Jane kept her gaze on the horizon toward the supply ship. She accepted Olivia’s prediction and followed the other two back into the building, but worry weighed on her shoulders. Sanjay going silent wouldn’t have been a surprise or concern, but Frederick being incommunicado concerned her greatly.

In the back of her mind, Jane knew she couldn’t handle losing yet another crew member. The loss of Wally had knocked the wind out of her and sent her back many years ago when she lost Brad. Images flashed before her eyes as she waited for a response from Frederick.

She vividly remembered her last conversation with Brad. He had decided to do a solo space walk to repair their hobbled ship as a last-ditch effort to save it. Death was imminent for everyone on board unless something heroic happened, but Brad willed the crew to survive even if it meant his own demise.

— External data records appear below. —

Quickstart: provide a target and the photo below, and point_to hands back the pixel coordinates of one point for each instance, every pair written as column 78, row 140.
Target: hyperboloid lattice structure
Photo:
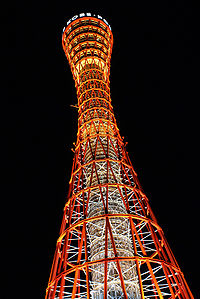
column 110, row 244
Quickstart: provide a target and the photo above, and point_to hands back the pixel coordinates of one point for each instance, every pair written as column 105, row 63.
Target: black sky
column 154, row 91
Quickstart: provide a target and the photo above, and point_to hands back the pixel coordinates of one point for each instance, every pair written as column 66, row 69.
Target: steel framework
column 110, row 244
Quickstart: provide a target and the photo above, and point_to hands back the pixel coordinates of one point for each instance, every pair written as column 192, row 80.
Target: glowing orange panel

“Take care of Rachel for me,” he said.

“Don’t say that. We’ll get you back in here. I promise,” she replied.

“Jane. Listen to me. That’s not likely. It’s either me or all of us. You realize that, don’t you.”

In that moment, her breath hitched and she wanted to cry, scream actually, about the precarious position they were in. Brad was the only one who could possibly fix the ship. She had to choose between her own life and his, and she wilted under the pressure.

More words were exchanged, but they felt fleeting, unsaid. His gloved hand squeezed hers, and she stood aghast at the impersonal nature of the last touch she would ever receive from her husband. She wanted to pull him closer, feel his body next to hers one more time, but instead, she just watched as he entered the hatch and disappeared behind the door. Tears puddled in her eyes until she huddled her emotions together and shoved them into a dark space deep within her.

“Is that them?” Olivia asked. She stared at the screen over Jane’s shoulder in the Control Room. In the dim light of the evening, the rover appeared over the horizon on one of the cameras facing out from the base. The camera on the rover wasn’t working, and Jane still couldn’t communicate with either Frederick or Sanjay, yet the rover appeared to be heading straight for them.

The rover bounced over a prominent hill and finally came into full view of the camera. Olivia gasped, and Jane stopped trying to communicate to her crew. When Ava saw what they saw, confusion and fear twisted in her mind.

“Where did those other two rovers come from?” Olivia asked. Jane and Ava greeted her question with stuttering silence.